TOKYO — One of the biggest stories for American track and field in the days leading up to these Olympics has been the absence of Sha'Carri Richardson, and how we'll all lose out on seeing the young phenom in a showdown with Jamaica's "mommy rocket," Shelly-Ann Fraser-Pryce, in the women's 100-meter event.
It remains a shame that Richardson won't be here, but if Friday's Round 1 is any indication, track fans are still in for a treat.
Six women ran under 11 seconds, led by Ivory Coast's Marie-Josee Ta Lou, who ran a lifetime best of 10.78 with a slight headwind. The 32-year-old just missed out on a medal in 2016, finishing fourth in both the 100m and 200m, but was the bronze medalist at the 2019 World Championships.
Reigning Olympic gold medalist Elaine Thompson-Herah of Jamaica posted a time of 10.82 seconds, and looked like she was on a warm-up run; her compatriot Fraser-Pryce ran 10.84 and also clearly never reached top gear.
Fraser-Pryce, the gold medalist in 2008 and 2012, is aiming to become the first woman to win three golds in the event. In June, the 34-year-old became the second-fastest woman ever, blazing to 10.63 seconds at a meet in her home country.
The three American women in the event — Javianne Oliver (11.15 seconds), Teahna Daniels (11.04), and Jenna Prandini (11.11) — all moved on to Saturday night's semifinal round.
Two Swiss runners, meanwhile, broke the national record within a matter of minutes. Running with Thompson-Herah in Heat 2, Mujinga Kambundji ran 10.95 seconds, and running with Fraser-Pryce in Heat 6, Ajla del Ponte lowered it to 10.91.
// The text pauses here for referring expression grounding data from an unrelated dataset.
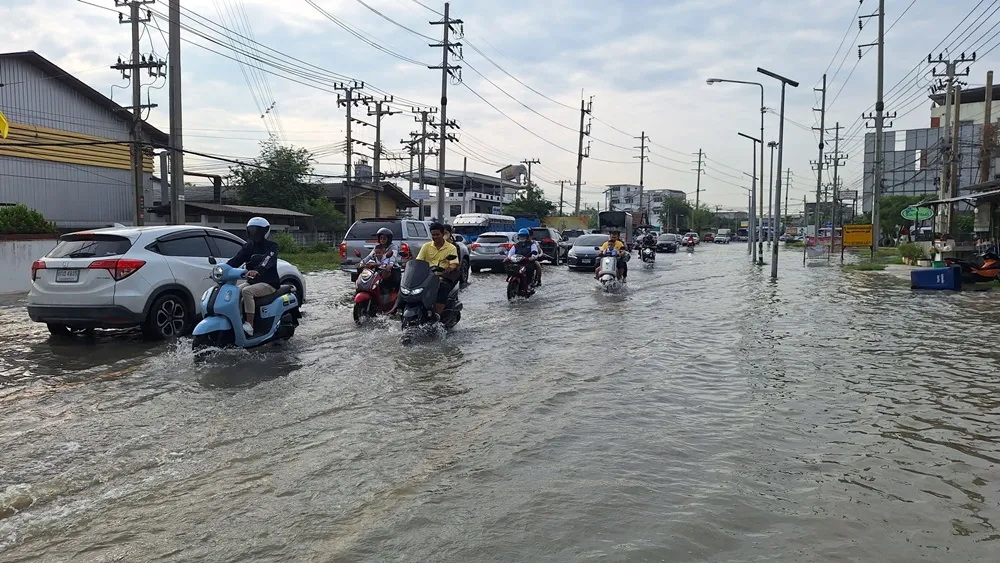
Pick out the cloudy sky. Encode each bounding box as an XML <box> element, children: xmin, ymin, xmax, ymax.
<box><xmin>4</xmin><ymin>0</ymin><xmax>999</xmax><ymax>213</ymax></box>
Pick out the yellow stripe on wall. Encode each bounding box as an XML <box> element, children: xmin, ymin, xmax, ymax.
<box><xmin>0</xmin><ymin>122</ymin><xmax>154</xmax><ymax>172</ymax></box>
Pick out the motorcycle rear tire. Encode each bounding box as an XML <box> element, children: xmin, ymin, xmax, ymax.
<box><xmin>507</xmin><ymin>280</ymin><xmax>518</xmax><ymax>301</ymax></box>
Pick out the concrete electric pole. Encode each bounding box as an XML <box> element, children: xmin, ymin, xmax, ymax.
<box><xmin>521</xmin><ymin>158</ymin><xmax>540</xmax><ymax>198</ymax></box>
<box><xmin>810</xmin><ymin>73</ymin><xmax>827</xmax><ymax>258</ymax></box>
<box><xmin>575</xmin><ymin>96</ymin><xmax>593</xmax><ymax>214</ymax></box>
<box><xmin>367</xmin><ymin>96</ymin><xmax>399</xmax><ymax>216</ymax></box>
<box><xmin>693</xmin><ymin>149</ymin><xmax>705</xmax><ymax>235</ymax></box>
<box><xmin>113</xmin><ymin>0</ymin><xmax>164</xmax><ymax>226</ymax></box>
<box><xmin>429</xmin><ymin>2</ymin><xmax>463</xmax><ymax>222</ymax></box>
<box><xmin>860</xmin><ymin>0</ymin><xmax>896</xmax><ymax>250</ymax></box>
<box><xmin>825</xmin><ymin>122</ymin><xmax>847</xmax><ymax>260</ymax></box>
<box><xmin>167</xmin><ymin>0</ymin><xmax>184</xmax><ymax>225</ymax></box>
<box><xmin>635</xmin><ymin>131</ymin><xmax>649</xmax><ymax>220</ymax></box>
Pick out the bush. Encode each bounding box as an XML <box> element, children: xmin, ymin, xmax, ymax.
<box><xmin>307</xmin><ymin>241</ymin><xmax>330</xmax><ymax>253</ymax></box>
<box><xmin>273</xmin><ymin>231</ymin><xmax>300</xmax><ymax>254</ymax></box>
<box><xmin>898</xmin><ymin>242</ymin><xmax>925</xmax><ymax>262</ymax></box>
<box><xmin>0</xmin><ymin>204</ymin><xmax>58</xmax><ymax>235</ymax></box>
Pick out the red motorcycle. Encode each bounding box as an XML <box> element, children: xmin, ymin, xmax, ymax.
<box><xmin>504</xmin><ymin>253</ymin><xmax>538</xmax><ymax>301</ymax></box>
<box><xmin>352</xmin><ymin>250</ymin><xmax>399</xmax><ymax>324</ymax></box>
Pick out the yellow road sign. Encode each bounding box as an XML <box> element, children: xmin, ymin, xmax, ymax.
<box><xmin>843</xmin><ymin>224</ymin><xmax>873</xmax><ymax>247</ymax></box>
<box><xmin>0</xmin><ymin>110</ymin><xmax>8</xmax><ymax>139</ymax></box>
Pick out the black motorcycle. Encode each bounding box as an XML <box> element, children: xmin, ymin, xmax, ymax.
<box><xmin>398</xmin><ymin>257</ymin><xmax>463</xmax><ymax>340</ymax></box>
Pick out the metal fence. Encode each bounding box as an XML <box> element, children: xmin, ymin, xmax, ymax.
<box><xmin>289</xmin><ymin>231</ymin><xmax>340</xmax><ymax>247</ymax></box>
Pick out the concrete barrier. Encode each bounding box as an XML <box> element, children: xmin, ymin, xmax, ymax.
<box><xmin>0</xmin><ymin>236</ymin><xmax>59</xmax><ymax>295</ymax></box>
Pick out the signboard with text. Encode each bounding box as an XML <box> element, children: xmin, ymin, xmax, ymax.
<box><xmin>411</xmin><ymin>189</ymin><xmax>431</xmax><ymax>200</ymax></box>
<box><xmin>842</xmin><ymin>224</ymin><xmax>873</xmax><ymax>247</ymax></box>
<box><xmin>839</xmin><ymin>189</ymin><xmax>859</xmax><ymax>200</ymax></box>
The sixth sub-11 runner was Great Britain's Daryll Neita, who ran 10.96 running in Heat 4 with Ta Lou.
American JuVaughn Harrison's historic quest
American high jumper JuVaughn Harrison began his quest for double gold in the high jump and long jump by clearing 2.28 meters (7 feet, 5.75 inches) in the high jump to move on to the event final on Sunday. Fellow American Shelby McEwen was also among the 13 men who cleared the height.
Harrison won the long jump and high jump at the U.S. Trials, making him the first American man since Jim Thorpe in 1912 to qualify for the Games in both events. The six-time NCAA champion at Louisiana State will be on the long jump runway on Saturday for qualifying there.
Already the only man to win both events in the same year at NCAAs, Harrison currently has the third-best high jump clearance and second-best long jump distance in the world this year.
Men's 400m hurdles
One of the more highly anticipated races will be the men's 400m hurdles, with all three medalists from the 2019 world championships — Norwegian and newly minted world record-holder Karsten Warholm, American Rai Benjamin, and Qatari Abderrahman Samba — all in Tokyo.
Samba posted the fastest opening-round time, 48.38 seconds, though Benjamin (48.60) and Warholm (48.65) were not far behind.
Americans Kenny Selmon (48.61) and David Kendziera (49.23) also moved through to the semifinals.
Athing Mu, the 19-year-old star who comes to Tokyo with the best time in the world in the women's 800m and a slew of NCAA and world under-20 records, looked like she barely broke a sweat in her heat, clocking 2 minutes, 1.10 seconds.
Ajee Wilson, the two-time world bronze medalist who had her four-year streak of national championship wins broken by Mu last month, ran 2:00.02, and 2019 world silver medalist Raevyn Rogers finished in 2:01.42.
Jamaica's Natoya Goule had the fastest time of the heats at 1:59.83.
Elsewhere, Benard Keter (personal best 8:17.31) was the only American to advance to Monday's final in the 3000m steeplechase; and discus thrower Sam Mattis (63.74m, 209-1.5) advanced to his event final.
Friday evening will see the first medals of the meet, in the men's 10,000m. There will also be early-round competitions in women's 5000m, triple jump and shot put, and the 4x400m mixed relay.